Market Update – July 2023
End of Financial Year Market Summary
Despite stubborn inflation and ongoing rate rises globally, markets finished the 2023 financial year in positive territory, a marked improvement vs the prior financial year. The ASX200 index finishing up +9.7% for the 12 months ended the 30 June, vs a loss of almost -10.2% in the 2022 financial year. The story was similar for global equities, which also rallied off their October lows to finish the year strongly.
Recent buoyancy in financial markets does not mean that the inflation fight is over. Central banks are still struggling to bring inflation under control globally, which remains above target bands across most regions. In Australia it’s unlikely that the RBA has finished its rate rises cycle. Strong wages and pent-up consumer demand are making Phil Lowe’s job harder than anticipated. This hasn’t been helped by an east coast housing rebound, resulting largely from a shortage of housing, which is creating a wealth effect amongst homeowners with more equity in their homes.
Given the prospect of further rate rises, we do see potential for an economic slowdown on the cards, both in Australia and overseas.
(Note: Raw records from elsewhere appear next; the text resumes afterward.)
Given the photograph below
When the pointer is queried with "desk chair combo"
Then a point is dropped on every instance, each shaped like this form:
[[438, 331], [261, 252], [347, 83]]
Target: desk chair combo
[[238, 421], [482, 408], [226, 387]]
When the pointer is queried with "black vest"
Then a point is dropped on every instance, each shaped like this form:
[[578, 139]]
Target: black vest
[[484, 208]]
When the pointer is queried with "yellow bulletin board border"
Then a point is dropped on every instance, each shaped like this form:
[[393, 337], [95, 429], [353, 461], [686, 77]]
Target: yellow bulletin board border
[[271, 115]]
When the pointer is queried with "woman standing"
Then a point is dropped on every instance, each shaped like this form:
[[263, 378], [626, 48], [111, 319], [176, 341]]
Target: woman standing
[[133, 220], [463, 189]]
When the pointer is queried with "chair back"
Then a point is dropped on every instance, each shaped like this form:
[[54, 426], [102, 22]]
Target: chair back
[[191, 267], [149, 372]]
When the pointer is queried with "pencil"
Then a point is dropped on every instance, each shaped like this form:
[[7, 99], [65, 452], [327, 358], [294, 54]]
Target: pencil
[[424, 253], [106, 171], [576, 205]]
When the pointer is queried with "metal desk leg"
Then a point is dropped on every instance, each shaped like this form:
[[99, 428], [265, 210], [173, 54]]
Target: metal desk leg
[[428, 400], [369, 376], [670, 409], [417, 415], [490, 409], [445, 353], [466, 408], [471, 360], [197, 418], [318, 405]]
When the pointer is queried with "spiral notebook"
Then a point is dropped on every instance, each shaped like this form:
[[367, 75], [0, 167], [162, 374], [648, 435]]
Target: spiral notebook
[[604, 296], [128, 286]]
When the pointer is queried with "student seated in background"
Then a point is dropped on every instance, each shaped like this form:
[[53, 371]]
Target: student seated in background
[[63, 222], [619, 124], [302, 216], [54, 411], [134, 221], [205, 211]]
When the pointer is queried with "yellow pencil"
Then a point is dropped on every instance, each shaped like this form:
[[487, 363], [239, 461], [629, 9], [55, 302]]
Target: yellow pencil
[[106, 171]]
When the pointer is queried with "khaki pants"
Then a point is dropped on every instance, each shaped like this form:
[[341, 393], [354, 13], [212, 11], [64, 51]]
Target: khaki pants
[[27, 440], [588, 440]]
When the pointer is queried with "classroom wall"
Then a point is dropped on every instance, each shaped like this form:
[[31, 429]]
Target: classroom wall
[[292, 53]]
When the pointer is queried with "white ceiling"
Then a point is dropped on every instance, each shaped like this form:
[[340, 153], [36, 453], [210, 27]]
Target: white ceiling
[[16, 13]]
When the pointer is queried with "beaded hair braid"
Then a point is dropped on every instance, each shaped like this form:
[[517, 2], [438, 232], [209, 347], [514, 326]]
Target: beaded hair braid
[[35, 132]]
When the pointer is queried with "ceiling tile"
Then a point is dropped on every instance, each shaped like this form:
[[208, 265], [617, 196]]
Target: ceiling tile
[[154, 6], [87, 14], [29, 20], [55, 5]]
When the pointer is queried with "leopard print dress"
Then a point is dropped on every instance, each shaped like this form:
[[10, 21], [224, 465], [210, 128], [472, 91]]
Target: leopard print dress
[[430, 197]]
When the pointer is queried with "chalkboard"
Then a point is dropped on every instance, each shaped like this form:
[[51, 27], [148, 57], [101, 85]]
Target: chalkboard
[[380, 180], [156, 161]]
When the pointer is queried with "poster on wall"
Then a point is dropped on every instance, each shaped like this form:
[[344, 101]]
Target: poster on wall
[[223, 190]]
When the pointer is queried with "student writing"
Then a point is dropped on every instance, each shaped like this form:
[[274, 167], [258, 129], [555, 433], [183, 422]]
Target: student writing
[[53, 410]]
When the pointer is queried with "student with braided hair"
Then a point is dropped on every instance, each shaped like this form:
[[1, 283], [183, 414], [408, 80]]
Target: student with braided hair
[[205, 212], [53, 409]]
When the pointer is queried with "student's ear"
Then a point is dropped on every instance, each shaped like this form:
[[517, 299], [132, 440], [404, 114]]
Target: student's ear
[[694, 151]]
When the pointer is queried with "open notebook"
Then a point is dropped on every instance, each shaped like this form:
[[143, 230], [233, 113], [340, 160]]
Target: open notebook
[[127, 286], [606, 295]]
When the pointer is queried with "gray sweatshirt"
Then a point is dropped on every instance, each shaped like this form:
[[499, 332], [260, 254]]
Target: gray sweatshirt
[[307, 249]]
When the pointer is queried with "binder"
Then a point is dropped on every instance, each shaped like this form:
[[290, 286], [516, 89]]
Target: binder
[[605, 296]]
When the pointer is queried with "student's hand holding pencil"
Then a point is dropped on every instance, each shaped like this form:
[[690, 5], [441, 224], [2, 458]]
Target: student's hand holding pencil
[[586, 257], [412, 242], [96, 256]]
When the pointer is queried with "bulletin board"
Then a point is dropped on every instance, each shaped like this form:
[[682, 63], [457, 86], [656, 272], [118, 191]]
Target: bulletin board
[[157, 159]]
This is likely to be reflected in weaker corporate earnings for the June half. We also see potential for some heighted volatility in the short term, as investors continue to digest the flow-on effects of the rising cost of capital. The impact of these higher rates is unlikely to be evenly spread, with certain asset classes more vulnerable than others. Our preference is to hold more liquid assets, and those with a good quality growth profile, rather than illiquid or highly leveraged investments with greater counterparty risk.
On a positive note, it’s always important to remember that markets are forward-looking, and tend to rally well before things start to improve in the broader economy. As soon as we see inflation start to come under control, we think some good buying opportunities will present themselves.